А потом фронт пришел, всех стали угонять, а Сеня сделал так, чтобы санки их, на которых Катя сидела с вещами, не скользили совсем, и от больших саней их отцепил, будто они сами. И следом тянул изо всех сил — все видели — как старается, даже плакал, показывал, что боится отстать. Даже немец соскочил, взялся помогать, потом плюнул, махнул рукой и побежал догонять…
Тех кого угнали, ждали в 45-ом и 46-ом — не вернулись никто. — Может, под бомбежку попали, — в очередной раз говорил кто–то, а Катя всякий раз перед сном тихонько плакала, но так, чтобы Сеня не услышал — он очень не любил, когда она плакала.
Катя картоху съела и согрелась больше чем от костра, осоловела, стала клевать носом. Сеня надавал тумаков под бока — идти надо! Катя заплакала. Брат — Сеня рассердился, но пообещал, как вернутся, запечь сладкого. Сознался, что лук закопал в снег. Печеный лук, если до того хорошо замороженный, очень сладкий. А тут еще и сечку можно запарить.

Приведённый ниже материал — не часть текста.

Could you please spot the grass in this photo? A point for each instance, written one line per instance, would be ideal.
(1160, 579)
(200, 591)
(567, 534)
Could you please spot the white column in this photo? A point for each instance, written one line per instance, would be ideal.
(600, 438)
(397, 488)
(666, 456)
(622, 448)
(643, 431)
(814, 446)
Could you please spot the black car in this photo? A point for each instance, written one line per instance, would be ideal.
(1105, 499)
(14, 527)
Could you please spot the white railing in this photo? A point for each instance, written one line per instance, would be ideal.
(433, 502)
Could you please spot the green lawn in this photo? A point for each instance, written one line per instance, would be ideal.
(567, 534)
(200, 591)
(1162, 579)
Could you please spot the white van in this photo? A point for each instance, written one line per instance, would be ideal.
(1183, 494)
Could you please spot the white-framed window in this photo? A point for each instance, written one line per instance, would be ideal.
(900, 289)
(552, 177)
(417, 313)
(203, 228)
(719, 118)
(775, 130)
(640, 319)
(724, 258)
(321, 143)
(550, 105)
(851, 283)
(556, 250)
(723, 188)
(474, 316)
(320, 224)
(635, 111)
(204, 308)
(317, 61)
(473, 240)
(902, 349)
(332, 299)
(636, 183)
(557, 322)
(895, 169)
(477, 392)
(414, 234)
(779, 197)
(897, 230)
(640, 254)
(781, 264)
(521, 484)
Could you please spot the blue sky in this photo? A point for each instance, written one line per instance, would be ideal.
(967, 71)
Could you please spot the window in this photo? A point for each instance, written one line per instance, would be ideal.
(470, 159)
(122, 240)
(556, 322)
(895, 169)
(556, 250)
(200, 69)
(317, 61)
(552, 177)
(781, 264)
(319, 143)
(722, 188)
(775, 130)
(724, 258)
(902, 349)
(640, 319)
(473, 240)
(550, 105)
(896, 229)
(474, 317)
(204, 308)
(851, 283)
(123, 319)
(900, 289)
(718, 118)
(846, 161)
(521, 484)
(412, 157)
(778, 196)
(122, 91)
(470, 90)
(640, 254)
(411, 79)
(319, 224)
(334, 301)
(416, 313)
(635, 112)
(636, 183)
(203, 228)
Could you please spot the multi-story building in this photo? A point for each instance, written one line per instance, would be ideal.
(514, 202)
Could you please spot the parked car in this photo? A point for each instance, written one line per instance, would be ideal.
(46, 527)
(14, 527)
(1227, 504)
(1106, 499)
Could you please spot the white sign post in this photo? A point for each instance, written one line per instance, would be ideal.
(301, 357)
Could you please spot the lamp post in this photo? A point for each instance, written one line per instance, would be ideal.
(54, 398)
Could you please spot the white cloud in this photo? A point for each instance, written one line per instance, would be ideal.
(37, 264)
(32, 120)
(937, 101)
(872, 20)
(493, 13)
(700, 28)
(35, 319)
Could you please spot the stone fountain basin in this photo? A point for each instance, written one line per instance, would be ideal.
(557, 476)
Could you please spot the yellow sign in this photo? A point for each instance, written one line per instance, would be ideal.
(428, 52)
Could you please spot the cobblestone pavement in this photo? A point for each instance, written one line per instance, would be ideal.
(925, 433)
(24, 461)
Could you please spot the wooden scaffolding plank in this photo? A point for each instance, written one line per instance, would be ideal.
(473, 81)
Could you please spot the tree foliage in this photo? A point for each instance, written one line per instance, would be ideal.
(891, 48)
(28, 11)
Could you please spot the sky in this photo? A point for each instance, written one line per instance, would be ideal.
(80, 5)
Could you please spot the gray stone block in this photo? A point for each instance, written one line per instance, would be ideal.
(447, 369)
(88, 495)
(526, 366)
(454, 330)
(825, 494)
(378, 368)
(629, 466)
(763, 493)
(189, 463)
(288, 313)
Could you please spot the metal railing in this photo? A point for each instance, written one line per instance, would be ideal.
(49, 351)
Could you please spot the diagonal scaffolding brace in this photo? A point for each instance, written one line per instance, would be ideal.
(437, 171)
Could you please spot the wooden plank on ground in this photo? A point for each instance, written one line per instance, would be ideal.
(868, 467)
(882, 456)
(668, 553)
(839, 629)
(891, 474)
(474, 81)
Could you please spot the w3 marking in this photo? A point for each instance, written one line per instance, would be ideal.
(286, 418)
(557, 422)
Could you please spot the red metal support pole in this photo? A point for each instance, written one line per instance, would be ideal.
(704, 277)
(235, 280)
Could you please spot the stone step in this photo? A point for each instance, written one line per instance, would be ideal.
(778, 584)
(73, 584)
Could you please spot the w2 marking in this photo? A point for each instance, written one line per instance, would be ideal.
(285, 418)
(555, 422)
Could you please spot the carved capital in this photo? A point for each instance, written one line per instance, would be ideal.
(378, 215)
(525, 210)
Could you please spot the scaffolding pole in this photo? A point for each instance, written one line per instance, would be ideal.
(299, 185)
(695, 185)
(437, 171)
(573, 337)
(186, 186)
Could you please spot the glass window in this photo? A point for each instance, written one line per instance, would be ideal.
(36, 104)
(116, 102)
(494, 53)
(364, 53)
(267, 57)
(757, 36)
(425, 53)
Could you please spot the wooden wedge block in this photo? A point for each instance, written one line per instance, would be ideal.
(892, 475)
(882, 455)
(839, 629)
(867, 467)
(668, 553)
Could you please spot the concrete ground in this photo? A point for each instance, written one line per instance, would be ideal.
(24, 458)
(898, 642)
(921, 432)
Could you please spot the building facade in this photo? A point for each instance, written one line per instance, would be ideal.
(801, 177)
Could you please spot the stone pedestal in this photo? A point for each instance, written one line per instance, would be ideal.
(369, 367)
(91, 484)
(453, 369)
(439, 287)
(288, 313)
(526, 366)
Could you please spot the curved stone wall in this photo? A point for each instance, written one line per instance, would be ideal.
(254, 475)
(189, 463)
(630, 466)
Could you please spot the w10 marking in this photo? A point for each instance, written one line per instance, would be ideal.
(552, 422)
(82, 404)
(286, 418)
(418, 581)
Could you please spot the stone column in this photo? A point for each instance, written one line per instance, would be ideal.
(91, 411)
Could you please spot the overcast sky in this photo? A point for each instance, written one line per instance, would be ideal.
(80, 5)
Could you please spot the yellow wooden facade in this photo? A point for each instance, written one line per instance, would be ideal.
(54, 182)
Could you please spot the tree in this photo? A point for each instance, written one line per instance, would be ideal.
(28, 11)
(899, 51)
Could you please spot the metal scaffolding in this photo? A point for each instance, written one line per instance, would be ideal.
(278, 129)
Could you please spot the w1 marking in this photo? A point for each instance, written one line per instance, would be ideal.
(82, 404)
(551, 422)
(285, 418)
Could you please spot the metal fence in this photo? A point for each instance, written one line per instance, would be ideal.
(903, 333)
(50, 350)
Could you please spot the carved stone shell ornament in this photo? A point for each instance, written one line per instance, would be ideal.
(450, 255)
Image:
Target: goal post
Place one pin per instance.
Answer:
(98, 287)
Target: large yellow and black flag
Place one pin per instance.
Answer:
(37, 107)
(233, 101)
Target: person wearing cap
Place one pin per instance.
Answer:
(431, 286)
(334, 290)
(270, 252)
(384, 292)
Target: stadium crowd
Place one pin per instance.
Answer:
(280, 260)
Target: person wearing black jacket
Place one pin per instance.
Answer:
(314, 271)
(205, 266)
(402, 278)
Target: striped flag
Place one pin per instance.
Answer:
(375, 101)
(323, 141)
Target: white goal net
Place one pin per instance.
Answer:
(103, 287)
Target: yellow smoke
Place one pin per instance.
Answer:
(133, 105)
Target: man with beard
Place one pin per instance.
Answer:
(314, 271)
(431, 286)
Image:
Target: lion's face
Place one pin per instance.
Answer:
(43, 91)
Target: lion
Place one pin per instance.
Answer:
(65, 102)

— Теперь на плече придется нести, — сказал Сеня, глядя на мешок.
— Я помогу! — сказала Катя, веря, что действительно поможет.
— Ничего, — сказал Сеня. — Недалеко теперь…
Пред всякой операцией, темной, чистой или серенькой, положен утряс личных дел. Чтобы потом только чистое бельишко и мысли без домашних забот. Извилина остается у Седого — некуда ему, да и запрошлый глупый перелом разболелся. Георгию тоже теперь некуда — решил по району прогуляться, посмотреть — чем дышат. Седой отговаривал — стоит ли лишней злостью набираться, не во вред ли? Многое предстоит делать, тут бы хорошо холодным разумом. Не отговорил…
Под окном разговор.
— И давно хмелевик бьет? — заботливо расспрашивает Седой какую–то женщину.
— С неделю.
— Жди!
Седой заходит в дом, выдвигает ящик из под кровати, лескочет бутылочками, смотрит надписи, морщит лоб и шевелит губами, пытаясь разобраться в подчерке Михея, наконец, находит одну, затканную большой грубо оструганной деревянной пробкой, встряхивает, смотрит на просвет и, не глядя на Извилину, выходит во двор.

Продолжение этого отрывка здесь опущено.